25th Agricultural and Forest Meteorology/12th Air Pollution/4th Urban Environment

Thursday, 23 May 2002: 4:00 PM
Comparison of photosynthesis and non-photosynthesis based canopy resistance formulations for estimating deposition velocity in numerical models
Dev Niyogi, North Carolina State University, Raleigh, NC; and K. Alapaty, S. Raman, R. Mathur, A. Hanna, and A. Xiu
Poster PDF (76.5 kB)
We present results comparing the deposition velocity estimates for use in air pollution models via three different canopy resistance formulations. These formulations are: Wesely's scheme as in RADM, Pleim - Xiu based Jarvis scheme as in MM5 coupled with RADM, and a photosynthesis based gas exchange scheme GEM coupled with MM5. The three approaches differ in their representation of the vegetation-atmosphere interactions. Gas deposition velocity (Vd) is then calculated using an electrical resistance-analog approach in a coupled soil-vegetation-atmosphere transfer (SVAT) model coupled with the MM5 modeling system.

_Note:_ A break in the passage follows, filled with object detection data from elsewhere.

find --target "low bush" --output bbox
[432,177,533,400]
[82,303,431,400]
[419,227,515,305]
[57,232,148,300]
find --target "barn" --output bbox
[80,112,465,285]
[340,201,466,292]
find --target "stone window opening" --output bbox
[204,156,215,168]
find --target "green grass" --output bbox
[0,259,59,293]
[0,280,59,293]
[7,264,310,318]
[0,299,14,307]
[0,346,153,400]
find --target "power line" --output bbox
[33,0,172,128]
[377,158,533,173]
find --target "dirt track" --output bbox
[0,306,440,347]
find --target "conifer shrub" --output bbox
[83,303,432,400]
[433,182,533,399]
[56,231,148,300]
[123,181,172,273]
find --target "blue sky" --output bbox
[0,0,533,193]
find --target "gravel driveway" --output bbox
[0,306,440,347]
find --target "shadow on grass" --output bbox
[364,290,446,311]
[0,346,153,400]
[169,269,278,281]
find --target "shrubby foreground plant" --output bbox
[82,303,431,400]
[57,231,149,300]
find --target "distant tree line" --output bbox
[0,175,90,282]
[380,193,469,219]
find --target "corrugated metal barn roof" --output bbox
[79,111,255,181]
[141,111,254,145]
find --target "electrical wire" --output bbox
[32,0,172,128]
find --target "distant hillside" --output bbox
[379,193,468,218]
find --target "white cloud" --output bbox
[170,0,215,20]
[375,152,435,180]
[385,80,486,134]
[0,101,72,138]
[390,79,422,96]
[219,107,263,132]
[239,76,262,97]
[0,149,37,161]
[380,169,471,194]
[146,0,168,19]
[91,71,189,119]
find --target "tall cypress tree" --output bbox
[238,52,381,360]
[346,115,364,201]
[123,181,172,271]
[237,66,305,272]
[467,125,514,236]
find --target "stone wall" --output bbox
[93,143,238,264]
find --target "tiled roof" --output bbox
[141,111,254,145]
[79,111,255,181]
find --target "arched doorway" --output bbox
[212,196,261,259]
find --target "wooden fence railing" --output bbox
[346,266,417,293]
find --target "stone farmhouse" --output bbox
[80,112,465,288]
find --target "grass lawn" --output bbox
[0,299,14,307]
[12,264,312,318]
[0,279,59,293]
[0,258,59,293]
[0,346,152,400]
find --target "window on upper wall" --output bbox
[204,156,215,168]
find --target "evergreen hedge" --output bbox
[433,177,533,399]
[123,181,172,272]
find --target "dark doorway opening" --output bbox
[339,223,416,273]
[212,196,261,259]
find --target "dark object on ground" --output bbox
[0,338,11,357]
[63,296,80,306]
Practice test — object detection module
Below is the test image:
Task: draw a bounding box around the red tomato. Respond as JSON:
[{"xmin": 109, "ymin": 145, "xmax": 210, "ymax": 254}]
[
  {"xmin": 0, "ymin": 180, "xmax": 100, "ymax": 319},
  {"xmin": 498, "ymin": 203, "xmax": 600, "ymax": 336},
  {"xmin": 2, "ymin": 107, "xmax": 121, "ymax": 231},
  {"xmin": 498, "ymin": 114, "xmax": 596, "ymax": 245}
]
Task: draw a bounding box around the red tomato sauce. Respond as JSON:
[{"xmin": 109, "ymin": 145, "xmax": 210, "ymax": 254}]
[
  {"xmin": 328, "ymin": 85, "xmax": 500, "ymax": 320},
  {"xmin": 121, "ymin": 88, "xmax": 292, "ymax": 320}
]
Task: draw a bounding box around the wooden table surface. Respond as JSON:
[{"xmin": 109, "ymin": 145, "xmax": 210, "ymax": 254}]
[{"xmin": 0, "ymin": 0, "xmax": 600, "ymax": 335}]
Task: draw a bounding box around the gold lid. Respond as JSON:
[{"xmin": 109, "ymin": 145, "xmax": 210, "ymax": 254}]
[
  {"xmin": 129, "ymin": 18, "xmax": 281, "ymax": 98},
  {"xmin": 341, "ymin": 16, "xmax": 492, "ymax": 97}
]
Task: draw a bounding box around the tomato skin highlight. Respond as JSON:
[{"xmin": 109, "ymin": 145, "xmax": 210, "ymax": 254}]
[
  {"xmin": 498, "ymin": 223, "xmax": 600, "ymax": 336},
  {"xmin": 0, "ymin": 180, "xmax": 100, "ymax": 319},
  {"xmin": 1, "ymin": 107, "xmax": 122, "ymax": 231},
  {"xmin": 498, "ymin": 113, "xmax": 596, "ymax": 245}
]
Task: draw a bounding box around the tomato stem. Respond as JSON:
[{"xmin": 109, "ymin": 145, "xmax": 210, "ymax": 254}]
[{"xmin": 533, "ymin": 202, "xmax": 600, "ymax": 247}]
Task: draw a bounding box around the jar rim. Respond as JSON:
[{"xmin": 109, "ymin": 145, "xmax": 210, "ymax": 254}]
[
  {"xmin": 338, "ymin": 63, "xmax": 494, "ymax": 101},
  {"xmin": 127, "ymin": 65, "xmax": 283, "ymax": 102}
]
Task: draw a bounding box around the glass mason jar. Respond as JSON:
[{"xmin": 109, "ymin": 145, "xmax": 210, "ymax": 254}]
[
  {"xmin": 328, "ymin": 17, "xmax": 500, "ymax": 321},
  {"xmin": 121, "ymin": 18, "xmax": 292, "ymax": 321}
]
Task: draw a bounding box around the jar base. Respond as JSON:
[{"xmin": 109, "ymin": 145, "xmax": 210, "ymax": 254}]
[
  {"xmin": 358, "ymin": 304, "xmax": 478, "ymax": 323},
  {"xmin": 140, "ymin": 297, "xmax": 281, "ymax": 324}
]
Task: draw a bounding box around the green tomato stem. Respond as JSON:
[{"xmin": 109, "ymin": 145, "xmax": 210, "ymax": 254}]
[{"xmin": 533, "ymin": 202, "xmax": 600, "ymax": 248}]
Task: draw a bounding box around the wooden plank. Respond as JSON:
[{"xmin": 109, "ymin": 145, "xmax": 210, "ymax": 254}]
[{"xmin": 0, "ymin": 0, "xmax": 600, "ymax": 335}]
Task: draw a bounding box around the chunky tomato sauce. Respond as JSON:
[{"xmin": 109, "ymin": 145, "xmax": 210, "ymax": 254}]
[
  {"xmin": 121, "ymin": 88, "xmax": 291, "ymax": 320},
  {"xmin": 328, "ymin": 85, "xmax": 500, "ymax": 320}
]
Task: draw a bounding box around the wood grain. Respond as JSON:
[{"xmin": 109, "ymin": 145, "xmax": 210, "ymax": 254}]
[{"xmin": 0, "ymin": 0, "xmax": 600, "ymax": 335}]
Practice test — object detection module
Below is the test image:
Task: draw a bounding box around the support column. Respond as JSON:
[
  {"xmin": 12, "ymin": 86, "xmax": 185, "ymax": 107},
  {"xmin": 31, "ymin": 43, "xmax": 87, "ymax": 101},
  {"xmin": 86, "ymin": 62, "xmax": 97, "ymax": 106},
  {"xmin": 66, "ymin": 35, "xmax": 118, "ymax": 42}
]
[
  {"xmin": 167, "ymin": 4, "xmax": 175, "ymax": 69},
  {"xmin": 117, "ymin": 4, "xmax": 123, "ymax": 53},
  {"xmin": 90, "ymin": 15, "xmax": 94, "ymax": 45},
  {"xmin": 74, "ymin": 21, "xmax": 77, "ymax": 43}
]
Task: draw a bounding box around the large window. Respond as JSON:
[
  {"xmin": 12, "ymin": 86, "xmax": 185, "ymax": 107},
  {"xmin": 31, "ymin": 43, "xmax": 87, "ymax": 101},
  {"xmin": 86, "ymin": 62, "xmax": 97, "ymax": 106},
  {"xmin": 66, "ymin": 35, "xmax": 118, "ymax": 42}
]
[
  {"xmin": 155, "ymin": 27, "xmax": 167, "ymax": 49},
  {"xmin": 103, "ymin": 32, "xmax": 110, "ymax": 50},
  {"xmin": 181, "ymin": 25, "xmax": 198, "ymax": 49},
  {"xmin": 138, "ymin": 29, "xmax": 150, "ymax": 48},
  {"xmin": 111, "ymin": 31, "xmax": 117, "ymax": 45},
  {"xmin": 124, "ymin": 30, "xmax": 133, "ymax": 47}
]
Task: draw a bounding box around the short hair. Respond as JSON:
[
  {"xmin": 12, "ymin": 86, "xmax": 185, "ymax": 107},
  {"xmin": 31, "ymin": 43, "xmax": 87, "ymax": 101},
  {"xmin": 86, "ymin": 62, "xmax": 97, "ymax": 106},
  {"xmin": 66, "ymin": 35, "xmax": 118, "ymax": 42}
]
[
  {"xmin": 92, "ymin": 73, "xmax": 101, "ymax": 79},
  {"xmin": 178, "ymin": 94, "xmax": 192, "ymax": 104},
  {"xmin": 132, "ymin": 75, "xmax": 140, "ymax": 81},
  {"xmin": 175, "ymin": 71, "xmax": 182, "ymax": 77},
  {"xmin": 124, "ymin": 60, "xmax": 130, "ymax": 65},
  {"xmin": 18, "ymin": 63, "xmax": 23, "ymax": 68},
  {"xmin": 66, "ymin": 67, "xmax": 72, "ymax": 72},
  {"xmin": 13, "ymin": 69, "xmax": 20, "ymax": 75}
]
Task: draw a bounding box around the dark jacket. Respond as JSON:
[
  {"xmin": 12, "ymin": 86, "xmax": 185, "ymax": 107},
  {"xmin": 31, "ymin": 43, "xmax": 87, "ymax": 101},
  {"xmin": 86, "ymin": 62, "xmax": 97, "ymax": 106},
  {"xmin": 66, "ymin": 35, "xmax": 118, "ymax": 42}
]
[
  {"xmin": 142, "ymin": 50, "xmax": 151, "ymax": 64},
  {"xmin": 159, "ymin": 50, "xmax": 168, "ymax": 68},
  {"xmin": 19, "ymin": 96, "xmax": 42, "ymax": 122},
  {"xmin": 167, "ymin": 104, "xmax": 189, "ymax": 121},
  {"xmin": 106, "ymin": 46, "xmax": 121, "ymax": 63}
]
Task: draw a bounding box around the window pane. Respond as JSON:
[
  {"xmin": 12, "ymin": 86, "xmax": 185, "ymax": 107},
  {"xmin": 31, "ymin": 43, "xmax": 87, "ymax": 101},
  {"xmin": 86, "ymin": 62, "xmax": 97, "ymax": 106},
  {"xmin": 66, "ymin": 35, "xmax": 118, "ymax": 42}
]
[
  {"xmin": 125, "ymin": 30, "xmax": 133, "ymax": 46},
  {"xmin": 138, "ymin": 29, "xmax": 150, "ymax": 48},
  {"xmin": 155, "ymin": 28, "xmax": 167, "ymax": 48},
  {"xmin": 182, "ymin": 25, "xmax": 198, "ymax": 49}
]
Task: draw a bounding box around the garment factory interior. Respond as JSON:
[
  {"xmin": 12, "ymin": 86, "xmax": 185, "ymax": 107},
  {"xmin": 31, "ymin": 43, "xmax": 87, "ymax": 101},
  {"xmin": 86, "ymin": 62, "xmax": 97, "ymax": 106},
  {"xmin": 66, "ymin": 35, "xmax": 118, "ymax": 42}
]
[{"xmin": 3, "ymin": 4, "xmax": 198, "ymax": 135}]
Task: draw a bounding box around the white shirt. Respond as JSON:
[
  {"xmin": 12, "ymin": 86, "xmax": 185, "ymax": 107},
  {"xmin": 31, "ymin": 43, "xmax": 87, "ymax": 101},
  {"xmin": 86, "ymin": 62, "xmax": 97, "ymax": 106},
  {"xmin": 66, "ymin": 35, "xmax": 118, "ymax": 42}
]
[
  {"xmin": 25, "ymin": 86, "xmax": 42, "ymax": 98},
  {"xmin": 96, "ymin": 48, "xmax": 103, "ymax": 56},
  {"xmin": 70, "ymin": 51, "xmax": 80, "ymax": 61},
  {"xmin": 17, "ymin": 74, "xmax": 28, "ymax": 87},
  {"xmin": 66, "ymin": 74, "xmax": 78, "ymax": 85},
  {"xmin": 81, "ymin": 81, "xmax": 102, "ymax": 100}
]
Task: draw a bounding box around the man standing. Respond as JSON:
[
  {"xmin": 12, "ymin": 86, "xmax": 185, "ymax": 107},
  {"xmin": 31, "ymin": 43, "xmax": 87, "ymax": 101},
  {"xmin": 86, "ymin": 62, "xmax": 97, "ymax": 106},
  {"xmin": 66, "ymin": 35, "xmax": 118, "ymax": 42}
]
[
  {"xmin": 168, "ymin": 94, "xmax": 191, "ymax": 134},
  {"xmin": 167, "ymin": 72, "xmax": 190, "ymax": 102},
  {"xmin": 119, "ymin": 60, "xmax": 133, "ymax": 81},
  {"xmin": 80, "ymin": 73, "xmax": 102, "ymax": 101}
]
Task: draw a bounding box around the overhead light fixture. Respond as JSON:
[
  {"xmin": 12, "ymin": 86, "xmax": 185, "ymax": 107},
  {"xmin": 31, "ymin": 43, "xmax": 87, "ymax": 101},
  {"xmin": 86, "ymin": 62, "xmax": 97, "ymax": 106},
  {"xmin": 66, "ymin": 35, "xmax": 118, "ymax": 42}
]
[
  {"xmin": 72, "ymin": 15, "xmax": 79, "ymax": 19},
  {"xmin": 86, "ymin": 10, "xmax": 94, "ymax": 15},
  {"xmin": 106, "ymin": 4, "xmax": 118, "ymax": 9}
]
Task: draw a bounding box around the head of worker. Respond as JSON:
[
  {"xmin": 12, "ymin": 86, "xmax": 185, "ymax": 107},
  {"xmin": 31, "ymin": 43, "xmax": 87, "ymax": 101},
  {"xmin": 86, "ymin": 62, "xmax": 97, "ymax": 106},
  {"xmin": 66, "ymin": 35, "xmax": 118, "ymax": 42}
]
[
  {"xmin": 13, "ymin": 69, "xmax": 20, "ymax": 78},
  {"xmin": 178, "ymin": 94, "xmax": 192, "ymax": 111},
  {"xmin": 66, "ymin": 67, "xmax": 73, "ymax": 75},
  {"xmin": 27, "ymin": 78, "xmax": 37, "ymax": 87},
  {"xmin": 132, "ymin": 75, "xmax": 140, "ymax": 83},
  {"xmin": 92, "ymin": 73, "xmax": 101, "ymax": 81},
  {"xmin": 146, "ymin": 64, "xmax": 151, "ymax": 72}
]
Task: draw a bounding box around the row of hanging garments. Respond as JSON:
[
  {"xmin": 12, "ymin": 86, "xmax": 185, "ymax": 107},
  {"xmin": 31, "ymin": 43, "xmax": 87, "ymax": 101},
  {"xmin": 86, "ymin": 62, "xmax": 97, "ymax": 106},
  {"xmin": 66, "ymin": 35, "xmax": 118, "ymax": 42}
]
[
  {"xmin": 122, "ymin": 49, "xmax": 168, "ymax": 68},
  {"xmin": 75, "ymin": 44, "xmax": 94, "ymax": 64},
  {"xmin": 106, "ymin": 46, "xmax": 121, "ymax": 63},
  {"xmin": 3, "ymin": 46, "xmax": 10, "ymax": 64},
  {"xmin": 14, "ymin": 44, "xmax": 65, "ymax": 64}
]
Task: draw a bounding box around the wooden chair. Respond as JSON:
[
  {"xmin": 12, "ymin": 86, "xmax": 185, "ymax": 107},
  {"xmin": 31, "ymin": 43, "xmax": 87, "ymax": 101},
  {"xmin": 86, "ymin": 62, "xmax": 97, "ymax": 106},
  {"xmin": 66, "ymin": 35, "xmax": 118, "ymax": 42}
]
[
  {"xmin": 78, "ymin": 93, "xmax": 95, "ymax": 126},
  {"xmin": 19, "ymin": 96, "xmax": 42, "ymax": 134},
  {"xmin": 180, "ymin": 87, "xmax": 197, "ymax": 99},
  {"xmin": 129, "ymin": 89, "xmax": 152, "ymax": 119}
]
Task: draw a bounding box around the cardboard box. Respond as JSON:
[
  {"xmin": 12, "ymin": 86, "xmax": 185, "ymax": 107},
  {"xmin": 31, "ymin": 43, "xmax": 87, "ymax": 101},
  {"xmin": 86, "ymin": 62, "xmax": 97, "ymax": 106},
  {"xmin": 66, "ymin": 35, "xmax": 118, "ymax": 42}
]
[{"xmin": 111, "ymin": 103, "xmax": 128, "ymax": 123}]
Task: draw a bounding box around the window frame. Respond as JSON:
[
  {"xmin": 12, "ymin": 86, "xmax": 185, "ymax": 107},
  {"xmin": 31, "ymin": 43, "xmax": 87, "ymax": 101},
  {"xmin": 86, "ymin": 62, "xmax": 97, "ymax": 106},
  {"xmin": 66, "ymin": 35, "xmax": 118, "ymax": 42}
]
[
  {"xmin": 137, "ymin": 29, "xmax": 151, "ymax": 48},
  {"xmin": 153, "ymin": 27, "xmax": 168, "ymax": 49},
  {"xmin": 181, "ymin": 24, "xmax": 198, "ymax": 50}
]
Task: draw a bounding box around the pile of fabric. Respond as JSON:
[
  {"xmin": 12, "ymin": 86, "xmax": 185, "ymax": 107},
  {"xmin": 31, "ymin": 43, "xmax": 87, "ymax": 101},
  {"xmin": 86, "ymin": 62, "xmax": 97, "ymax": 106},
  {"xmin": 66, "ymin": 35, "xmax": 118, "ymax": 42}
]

In the first part of this study, we present coupled 1D model results, with episodic field validations for ozone deposition velocity estimates over different agricultural landscapes (over a soybean field C3 photosynthesis pathway; and a corn field C4 photosynthesis pathway). Overall, observed Vd and modeled Vd show good qualitative and quantitative agreement. Results suggest that photosynthesis-based physiological approaches can be adopted to efficiently develop deposition velocity estimates over natural surfaces. The nonphotosynthesis approach lacked the dynamic variability even though the resistance scheme is fully coupled within a SVAT module. Further, the non-photosynthesis schemes were very sensitive to the minimum stomatal resistance prescription, which is a difficult variable to realistically estimate. The photosynthesis approach, though more generalized, posed problems for simulating deposition velocity estimates for drought conditions or for dry vegetation canopy. In the second part we have performed 3D simulations with MM5 modeling system to study the impact of the three different formulations on the simulated surface and boundary layer fields. We also present intercomparison of the deposition velocity fields from the three methods over eastern US.